Christmas in the Arts and Media

Christmas
Christmas (literally, the Mass of Christ) is a traditional holiday in the Christian calendar which takes place around the end of December and celebrates the nativity of Jesus Christ. Christmas is also celebrated as a secular holiday throughout much of the world, including countries with small Christian populations, such as Japan. The precise date of the birth and historicity of Jesus are much debated (see Jesus).

The word Christmas is often abbreviated to Xmas, possibly because the letter X resembles the Greek letter Χ, which is the first letter of Christ’s name as spelled in Greek.

Christmas in the Arts and Media
A large number of Christmas stories have been written, usually involving heart-touching tales that involve a Christmas miracle.
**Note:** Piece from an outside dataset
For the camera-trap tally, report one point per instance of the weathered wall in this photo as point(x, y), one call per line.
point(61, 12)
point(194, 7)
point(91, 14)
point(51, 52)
Several have passed into popular culture and become part of the Christmas tradition.

Perhaps the most popular is Charles Dickens’ A Christmas Carol, the tale of curmudgeonly miser Ebenezer Scrooge. Scrooge rejects compassion and philanthropy, and Christmas as a symbol of both, until he is visited by the “Ghosts of Christmas Past, Present and Future”, who show him the consequences of his ways. Through this and other Christmas stories, Dickens is sometimes credited with shaping the modern celebration of Christmas (tree, plum pudding, carols) and the movement to close businesses on Christmas day.

If Dickens shaped the wider traditions of Christmas, Thomas Nast and Clement Moore provided us with the popular images of Santa Claus. Nast’s 19th century cartoons gave Santa his familiar form, while Moore’s poem A Visit from Saint Nicholas (popularly known as The Night Before Christmas) gave us the rotund Santa and his sleigh landing on rooftops on Christmas Eve.

Another Christmas story is the acclaimed film, It’s a Wonderful Life whose theme mirrors A Christmas Carol. Its hero, George Bailey, is a businessman who sacrificed his dreams to help his community. On Christmas Eve, a guardian angel finds him in despair and prevents him from committing suicide, by magically showing him how much he meant to the world around him.

Radio and TV stations popularize Christmas by broadcasting Christmas carols and Christmas songs. Many TV shows celebrate the holiday with a “Christmas Special” episode. In addition to popular music, classical music like the Hallelujah chorus from Handel’s The Messiah may also be played.